POPLA is not a court, not a tribunal and not some stand-alone public body. “POPLA” is just the brand name that Trust Alliance Group uses for the parking product line delivered by its subsidiary Flexible Resolution Services Limited (company no. 14000839). The BPA – i.e. the private parking trade association – contracts and funds FRS to run POPLA “on behalf of” its member operators. Independent?
POPLA 'assessors' are not judges, they are not barristers, and in the vast majority of cases they have no meaningful legal training at all. They’re low-level box-ticking staff in a private company that’s paid by the very industry it’s supposedly “regulating”. Independent?
You can see it in the decisions: they work off crib sheets and templates, cutting and pasting stock paragraphs, often without even bothering to properly address the actual points put to them. Nuanced arguments about the precise wording of Schedule 4, or the difference between keeper liability and driver liability, often simply sail straight over their heads. If the notice “looks about right” to them and the operator says it’s compliant, they rubber-stamp it. That’s the level we’re dealing with.
So yes, I’m perfectly happy to say that, in general, POPLA assessors are legal lightweights – glorified form-fillers – whose “reasoning” carries no more authority than the template on their screen. They are not arbiters of what PoFA means. The person who actually decides that is a District Judge, in a court, applying the statute properly. POPLA’s view is worth precisely nothing once it gets to that stage. Why do you think that an unsuccessful POPLA decision is not binding on the appellant?
As for your initial appeal (Plan B), I wouldn't even bother putting much effort into that. It is almost unheard of for any initial appeal to any private parking operator being successful. Where is the money in that for them?
AS Parkingeye are a BPA operator, you at least get the opportunity to make a secondary appeal (Plan C) to POPLA, for what it's worth. If, as it is unlikely to be successful (but you never know) you then move on to Plan D where it is likely to go to litigation after the useless debt recovery stage. It is at this stage that you have the best chance of seeing this off. Even if a claim is issued, even if it progressed all the way to a hearing, you get to argue your side of the story in front of the only truly impartial arbiter, a District Judge who will decide whether a debt is owed for an alleged breach of contract by the driver.
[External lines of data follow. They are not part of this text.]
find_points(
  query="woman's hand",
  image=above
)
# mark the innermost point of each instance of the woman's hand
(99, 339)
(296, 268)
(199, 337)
For your Plan B appeal I would just use:
I am the keeper of the vehicle and I dispute your 'parking charge'. I deny any liability or contractual agreement and I will be making a complaint about your predatory conduct to your client landowner.
As your Notice to Keeper (NtK) does not fully comply with ALL the requirements of PoFA 2012, you are unable to hold the keeper of the vehicle liable for the charge. Partial or even substantial compliance is not sufficient. There will be no admission as to who was driving and no inference or assumptions can be drawn. Parkingeye has relied on contract law allegations of breach against the driver only.
The registered keeper cannot be presumed or inferred to have been the driver, nor pursued under some twisted interpretation of the law of agency. Your NtK can only hold the driver liable. Parkingeye have no hope at POPLA, so you are urged to save us both a complete waste of time and cancel the PCN.